Reenvisioning the sacred
It’s been a labor of love, an act of providence, a modernizing and an upgrading, and at a festive celebration Sunday, attended by the bishop, St. Patrick Catholic Church put a giant exclamation point to the nearly two-year-old effort.
“It’s beautiful,” said Bishop William Wack, who oversees the Catholic Diocese of Pensacola-Tallahassee, as he enjoyed a plate in the fellowship hall from a lavish meal of boiled shrimp and fried fish prepared by members of the congregation.
“It’s a great example of a community coming together, everyone joining in a little bit, and now we have beautiful things again here,” he said. “I don’t think people would expect to see such beauty when they come in here.”
The bishop had just completed celebrating Mass, along with Father Roger Latosynski, before a sanctuary fully filled with a blend of regular attendees, visitors from afar and those occasional churchgoers who wanted to be part of the energized moment.
Beginning about two years ago, Father Roger, who is about to mark his 30th year as the parish priest, was instrumental in launching this revival of structural elements of the sanctuary, including the three large statues that grace the front as well as the stations of the cross tableaus that ring the outside walls, each depicting a moment on Jesus Christ’s journey to Calvary.
The communion rail, that dated back to a pre-Vatican II era when it served as a strict separation between priests on the altar and congregants who knelt before it to receive the Eucharist, would have to be shortened, providing for a more open feel with visible and physical access to parishioners.
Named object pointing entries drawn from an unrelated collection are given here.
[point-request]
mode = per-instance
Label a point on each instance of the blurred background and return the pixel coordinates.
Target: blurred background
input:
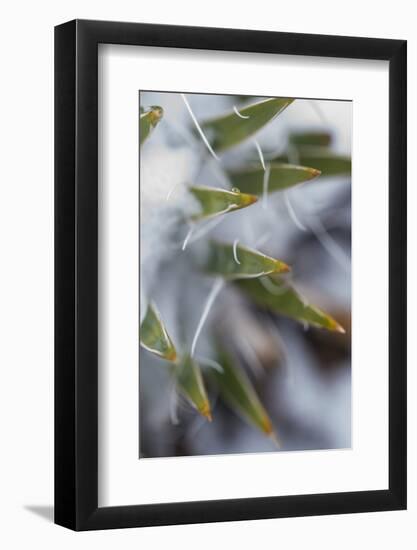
(302, 374)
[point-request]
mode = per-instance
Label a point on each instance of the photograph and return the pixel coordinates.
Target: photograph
(245, 274)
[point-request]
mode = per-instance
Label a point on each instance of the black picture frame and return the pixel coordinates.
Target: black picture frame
(76, 272)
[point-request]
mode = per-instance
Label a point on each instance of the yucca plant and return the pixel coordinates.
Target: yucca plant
(190, 212)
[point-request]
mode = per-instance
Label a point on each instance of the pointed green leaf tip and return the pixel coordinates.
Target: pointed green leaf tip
(280, 297)
(231, 129)
(281, 176)
(237, 390)
(215, 201)
(234, 261)
(154, 337)
(148, 120)
(328, 163)
(190, 384)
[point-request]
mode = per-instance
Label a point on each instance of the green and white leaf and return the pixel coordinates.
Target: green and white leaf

The church turned to FC Ziegler out of Tulsa, Oklahoma, a manufacturing church supply house that came highly recommended by Father John Kelly, who had commissioned Ziegler to outfit the newly built St. Sylvester Catholic Church in Gulf Breeze.
St. Patrick, built in 1929 with furnishings that date back 30 to 40 years before that, was a far different challenge for Ziegler, and one eagerly embraced by Mike Ziegler, one of the youngest of the four generations of the family-owned firm.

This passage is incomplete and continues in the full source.